亡国の王女と覇王の寵愛
 ディアロスを気遣い、いつも心配していた。
 彼のために夜中にレスティアを迎えに来た、亡国の王女の名がそこには記されていたのだ。
【イラティ】
 そう書かれた文字は他のものよりも力が込められている。
 歴史に関すること以外は、いつも控えめで大人しいミレンが亡国とはいえ王女の名を敬称なしで書いている。

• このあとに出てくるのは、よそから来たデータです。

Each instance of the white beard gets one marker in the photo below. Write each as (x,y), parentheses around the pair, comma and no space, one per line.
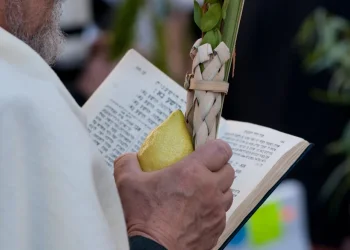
(47,40)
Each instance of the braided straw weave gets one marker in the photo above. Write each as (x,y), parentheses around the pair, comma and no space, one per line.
(206,90)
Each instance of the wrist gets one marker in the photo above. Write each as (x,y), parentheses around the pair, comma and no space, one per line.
(162,237)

 そこに彼女の嫌悪が表われている気がした。ディアロスの名を国にした時に彼女が見せた表情の意味も、これなのだろう。
(兄様が……。イラティ様と……)
 祖国を忘れられないと言っていた、イラティのあの目を思い出す。
 ディアロスに連れ出されたのではなく、自分の意志で付いていったのかもしれない。
 ふたりはどこへ逃亡したのだろう。
 ミレンはさらに、文字を書き続ける。
【イラティの逃亡によって】
【リステ王国は完全に制圧されることになるでしょう】
【もう二度と、あの国が甦ることはありません】
「……」
 レスティアは気持ちを落ち着けるように、胸に手を当てて深呼吸を繰り返す。
 このミレンの言葉には、探し求めていた真実の欠片が残されているような気がした。
(イラティ様がこの王城に留まっていたら、リステ王国は復興した? それが彼女をこの王城に留めていた、ジグリットの意志なの?)
 復興させるくらいなら、どうして滅ぼしたのか。
 レスティアは落ち着いて座っていることができず、両手を強く握り締める。
(リステ王国もたしか、あのときは後継者を巡って内戦の最中だったと聞いた。イラティ様だけを王城に留めていたのは……)
 ふと、思い出す。
 あれはたしか、熱を出して寝込んでしまったときのことだ。
 レスティアに価値があると言ってくれたジグリットは、こうも言っていた。東のタジニー王国の王は愚かな男だった。だからそのまま、あの国は消滅した、と。
(もしかしてジグリットは……)
 ずっと探し求めていた真実。もしかしたらそれは、最初から目の前にあったのかもしれない。
 リステ王国もグスリール王国も、そのままだったら滅ぶ運命だった。